Principles of academic freedom as defined by the American Association of University Professors require faculty to stick to our academic discipline. So I’m not asking you to veer from your expertise.

For some courses, this may be more difficult than for others. It’s why I am asking for you to think ahead now. You have several months to research, collaborate, and then revise your syllabus. But surely, if your course is relevant to the nation, it has a link to democracy somewhere in it, right?

My call may mean one assignment or one reading or one day. It may mean one week or one module. It may be working democracy into existing assignments. Or if you are game and have the time, a complete erasure of your current syllabus and the creation of a single use course for this extraordinary moment in time.

As an English professor who mainly teaches first year writing, here is what I am thinking for my own courses.

First, borrowing from Ian Porter, a lecturer at the University of Washington, I am assigning a “Democracy in Action” research project.
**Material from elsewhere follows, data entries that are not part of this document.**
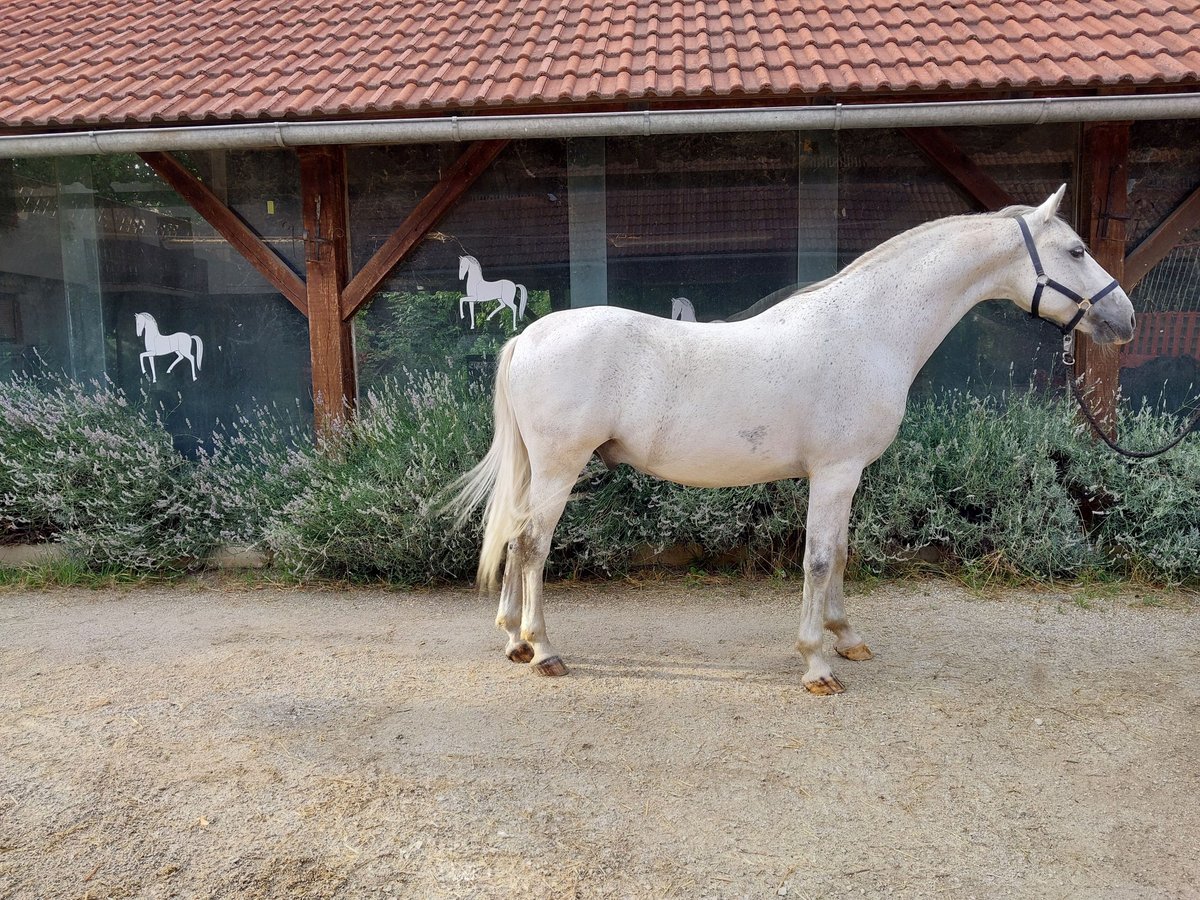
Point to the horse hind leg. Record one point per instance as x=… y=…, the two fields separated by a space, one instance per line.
x=508 y=616
x=549 y=493
x=825 y=556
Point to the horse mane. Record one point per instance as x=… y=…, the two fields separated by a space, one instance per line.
x=892 y=245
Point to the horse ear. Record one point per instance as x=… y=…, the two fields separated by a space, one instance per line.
x=1043 y=214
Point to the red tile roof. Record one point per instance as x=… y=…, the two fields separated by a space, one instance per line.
x=126 y=61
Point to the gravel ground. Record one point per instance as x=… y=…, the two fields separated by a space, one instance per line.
x=216 y=741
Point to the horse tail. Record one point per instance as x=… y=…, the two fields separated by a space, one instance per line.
x=502 y=478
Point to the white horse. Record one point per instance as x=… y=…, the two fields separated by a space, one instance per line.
x=682 y=310
x=159 y=345
x=814 y=387
x=479 y=291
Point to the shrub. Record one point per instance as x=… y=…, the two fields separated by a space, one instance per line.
x=250 y=471
x=371 y=505
x=1011 y=484
x=83 y=466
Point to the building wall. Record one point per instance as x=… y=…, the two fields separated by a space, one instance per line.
x=721 y=220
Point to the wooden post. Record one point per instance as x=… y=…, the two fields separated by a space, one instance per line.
x=1103 y=214
x=240 y=235
x=328 y=265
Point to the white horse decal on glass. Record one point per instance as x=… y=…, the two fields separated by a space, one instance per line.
x=159 y=345
x=479 y=291
x=811 y=388
x=682 y=309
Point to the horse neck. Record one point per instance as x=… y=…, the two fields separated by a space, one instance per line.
x=913 y=298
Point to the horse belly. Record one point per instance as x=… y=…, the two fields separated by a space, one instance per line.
x=714 y=456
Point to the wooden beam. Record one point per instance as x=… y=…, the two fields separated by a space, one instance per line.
x=973 y=183
x=1162 y=240
x=1104 y=202
x=229 y=226
x=439 y=201
x=328 y=263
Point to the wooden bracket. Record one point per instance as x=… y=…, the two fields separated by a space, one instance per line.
x=973 y=183
x=229 y=226
x=1162 y=240
x=439 y=201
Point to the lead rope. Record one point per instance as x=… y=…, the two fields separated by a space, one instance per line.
x=1068 y=359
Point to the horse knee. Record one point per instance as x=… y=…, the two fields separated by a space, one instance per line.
x=819 y=564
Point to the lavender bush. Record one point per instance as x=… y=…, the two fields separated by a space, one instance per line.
x=1011 y=485
x=83 y=466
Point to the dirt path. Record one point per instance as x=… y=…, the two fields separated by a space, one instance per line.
x=215 y=742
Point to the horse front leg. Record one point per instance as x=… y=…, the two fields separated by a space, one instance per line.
x=849 y=643
x=547 y=496
x=825 y=561
x=508 y=616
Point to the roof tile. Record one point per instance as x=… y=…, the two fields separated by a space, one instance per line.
x=125 y=61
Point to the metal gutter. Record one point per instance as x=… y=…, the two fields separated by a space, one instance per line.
x=577 y=125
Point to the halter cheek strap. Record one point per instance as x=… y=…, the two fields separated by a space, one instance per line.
x=1044 y=282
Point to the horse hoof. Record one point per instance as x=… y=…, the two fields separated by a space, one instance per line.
x=823 y=687
x=551 y=666
x=520 y=652
x=858 y=652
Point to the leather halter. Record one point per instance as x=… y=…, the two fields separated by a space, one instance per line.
x=1045 y=281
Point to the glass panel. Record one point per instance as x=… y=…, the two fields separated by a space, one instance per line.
x=436 y=311
x=1162 y=365
x=34 y=323
x=712 y=220
x=888 y=186
x=109 y=273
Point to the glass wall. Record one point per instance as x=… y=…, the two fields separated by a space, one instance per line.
x=1162 y=365
x=697 y=227
x=504 y=246
x=106 y=273
x=888 y=186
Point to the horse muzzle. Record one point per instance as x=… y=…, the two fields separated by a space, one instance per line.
x=1111 y=321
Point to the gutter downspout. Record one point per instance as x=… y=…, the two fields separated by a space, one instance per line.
x=576 y=125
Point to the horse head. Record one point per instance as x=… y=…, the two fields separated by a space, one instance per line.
x=682 y=309
x=1071 y=288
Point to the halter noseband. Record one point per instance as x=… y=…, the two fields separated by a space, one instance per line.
x=1044 y=282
It will be campaign season, with many candidate forums, rallies, and events. And if your campus and students are far from the battlegrounds, there are city, county, and state meetings.

I hope to make this a visual analysis assignment. Students attend the event, take some photos, and analyze how the pictures reveal, frame, define, or act out democracy.

Second, because my first year course is centered on the topics of reading and writing, I will ask students to write on the need for educated citizens in a democracy. In other words, what type of reading and writing must all have to foster democracy?

Third, in an attempt to help students see the writing process as a corollary to democracy – both are social actions, not done in isolation – I will ask them to argue for an amendment to the Constitution they would like to see. And specifically, how they would convince “red states” and “blue states” to vote for it.

Finally, revising my usual student reflection assignment at the end of the semester, I will ask students to reflect on how they have or have not participated in democracy, specifically through reading and writing. The low-hanging fruit here is researching candidates and then voting. Maybe this will be their first vote. Maybe they didn’t vote.

But the more serious reflection will be on how students see the link between higher education and democracy.

I hope this last link will be the one you pursue however you think best for your course.

No one is coming to save us. We all have to do this together. So then imagine thousands if not millions of faculty across the nation putting democracy on the syllabus.